The Fahey/Klein Gallery is pleased to present the exhibition, “Let’s Rock.” This group exhibition features Rock & Roll photographs from key image-makers including Harry Benson, Joel Brodsky, Danny Clinch, Henry Diltz, Barry Feinstein, Bob Gruen, Daniel Kramer, Gered Mankowitz, Ken Marcus, Jim Marshall, Jean Marie Perier, Herb Ritts, Norman Seeff, Laurie Lynn Stark, Frank Stefanko, Bruce Talamon, and Ellen von Unwerth.
The upcoming exhibition is a celebration of the genre of music-related images and the overall contribution these photographers have made to the evolution of the History of Photography. The genre of Rock & Roll photography continues to achieve prominence and gain recognition and was recently subject of the 2009 exhibition “Who Shot Rock & Roll: A Photographic History 1950 – Present” at the Brooklyn Museum of Art.
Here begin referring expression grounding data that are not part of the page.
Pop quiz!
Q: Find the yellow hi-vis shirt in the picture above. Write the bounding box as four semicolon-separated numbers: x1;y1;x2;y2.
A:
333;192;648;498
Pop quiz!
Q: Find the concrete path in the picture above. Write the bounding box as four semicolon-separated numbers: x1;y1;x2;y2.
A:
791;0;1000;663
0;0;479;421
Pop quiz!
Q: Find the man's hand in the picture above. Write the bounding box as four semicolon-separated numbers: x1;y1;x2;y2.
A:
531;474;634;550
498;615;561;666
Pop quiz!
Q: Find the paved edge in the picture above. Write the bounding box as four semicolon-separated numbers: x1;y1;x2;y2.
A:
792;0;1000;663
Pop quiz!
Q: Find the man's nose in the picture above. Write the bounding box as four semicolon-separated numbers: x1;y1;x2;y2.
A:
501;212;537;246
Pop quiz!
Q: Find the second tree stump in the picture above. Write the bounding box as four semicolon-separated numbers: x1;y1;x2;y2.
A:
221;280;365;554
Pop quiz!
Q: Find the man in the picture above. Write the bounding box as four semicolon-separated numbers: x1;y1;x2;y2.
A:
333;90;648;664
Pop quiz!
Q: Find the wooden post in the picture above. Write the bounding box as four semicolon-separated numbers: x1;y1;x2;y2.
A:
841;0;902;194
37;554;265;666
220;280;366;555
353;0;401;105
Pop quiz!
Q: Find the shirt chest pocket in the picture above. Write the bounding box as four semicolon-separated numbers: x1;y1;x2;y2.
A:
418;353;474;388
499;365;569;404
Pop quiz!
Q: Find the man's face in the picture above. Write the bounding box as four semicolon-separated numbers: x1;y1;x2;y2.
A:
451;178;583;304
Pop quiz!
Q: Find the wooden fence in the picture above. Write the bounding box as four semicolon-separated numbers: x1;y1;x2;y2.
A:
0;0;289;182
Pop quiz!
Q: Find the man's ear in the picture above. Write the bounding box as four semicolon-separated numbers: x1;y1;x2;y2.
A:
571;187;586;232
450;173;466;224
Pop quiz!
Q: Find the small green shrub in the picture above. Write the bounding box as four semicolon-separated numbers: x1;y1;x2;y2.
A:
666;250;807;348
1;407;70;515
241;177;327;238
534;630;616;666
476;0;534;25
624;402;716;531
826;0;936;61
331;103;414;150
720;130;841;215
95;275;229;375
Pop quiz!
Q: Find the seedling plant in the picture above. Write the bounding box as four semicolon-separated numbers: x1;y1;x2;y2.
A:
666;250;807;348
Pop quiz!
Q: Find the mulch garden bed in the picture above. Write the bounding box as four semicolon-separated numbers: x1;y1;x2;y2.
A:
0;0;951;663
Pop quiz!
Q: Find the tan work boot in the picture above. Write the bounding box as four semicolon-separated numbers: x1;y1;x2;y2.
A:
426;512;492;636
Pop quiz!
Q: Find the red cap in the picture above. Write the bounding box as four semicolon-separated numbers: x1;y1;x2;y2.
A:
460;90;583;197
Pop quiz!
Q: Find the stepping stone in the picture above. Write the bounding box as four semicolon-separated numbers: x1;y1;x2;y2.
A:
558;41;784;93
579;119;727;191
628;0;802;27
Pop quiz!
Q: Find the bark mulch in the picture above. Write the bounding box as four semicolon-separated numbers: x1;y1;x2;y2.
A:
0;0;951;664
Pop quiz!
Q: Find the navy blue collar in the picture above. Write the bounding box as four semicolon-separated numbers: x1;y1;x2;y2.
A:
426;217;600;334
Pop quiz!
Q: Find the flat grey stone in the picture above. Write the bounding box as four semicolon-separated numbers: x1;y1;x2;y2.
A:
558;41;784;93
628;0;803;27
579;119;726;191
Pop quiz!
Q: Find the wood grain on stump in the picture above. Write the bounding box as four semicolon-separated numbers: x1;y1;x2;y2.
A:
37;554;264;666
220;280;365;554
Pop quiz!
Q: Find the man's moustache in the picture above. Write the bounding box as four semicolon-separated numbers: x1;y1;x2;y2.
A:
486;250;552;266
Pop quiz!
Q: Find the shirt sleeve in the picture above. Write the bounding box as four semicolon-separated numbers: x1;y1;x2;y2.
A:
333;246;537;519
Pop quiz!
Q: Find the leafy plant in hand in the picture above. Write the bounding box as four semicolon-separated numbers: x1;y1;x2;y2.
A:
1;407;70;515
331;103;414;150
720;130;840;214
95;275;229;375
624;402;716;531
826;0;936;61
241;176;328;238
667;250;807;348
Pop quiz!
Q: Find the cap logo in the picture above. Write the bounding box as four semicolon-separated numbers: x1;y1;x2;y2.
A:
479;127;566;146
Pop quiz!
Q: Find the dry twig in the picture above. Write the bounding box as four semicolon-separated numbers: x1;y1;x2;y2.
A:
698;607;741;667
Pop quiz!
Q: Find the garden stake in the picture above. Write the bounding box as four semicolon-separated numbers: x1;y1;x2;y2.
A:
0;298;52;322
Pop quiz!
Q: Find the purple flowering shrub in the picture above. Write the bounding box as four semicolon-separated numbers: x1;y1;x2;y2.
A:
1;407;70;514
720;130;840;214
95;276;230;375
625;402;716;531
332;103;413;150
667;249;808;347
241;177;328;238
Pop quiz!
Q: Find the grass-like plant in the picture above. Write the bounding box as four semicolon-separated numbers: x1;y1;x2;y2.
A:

The first major museum exhibit to document Rock & Roll photographs– this exhibition is still touring and receiving record attendance.
“From its earliest days, rock and roll was captured in photographs that personalized, and frequently eroticized, the musicians, creating a visual identity for the genre… The photographers were handmaidens to the rock-and-roll revolution, and their images communicate the social and cultural transformations that rock has fostered since the1950s.”- Gail Buckland “Who Shot Rock & Roll: A Photographic History: 1955 – Present” (Knopf, 2009)
The Fahey/Klein Gallery Miami exhibition includes revealing portraits and intimate backstage photographs taken behind the scenes, as well as exhilarating images that capture the energy, passion, style, and sex appeal of live performances in front of massive crowds. This show features classic rock images as well as contemporary shots of memorable and provocative music scenes: Harry Benson’s playful image of The Beatles’ pillow fight at the George V Hotel in Paris, Frank Stefanko’s confident Bruce Springsteen at the beginning of his career, Danny Clinch’s unguarded image of Eddie Vedder writing lyrics, Jim Marshall’s iconic shot of Johnny Cash flipping the bird to the camera while performing at San Quentin Prison in 1969, and Barry Feinstein’s image of fans peering into the window of Bob Dylan’s limousine. These images, seen and understood by millions, have become part of our cultural history and have played a role in shaping our cultural conscious.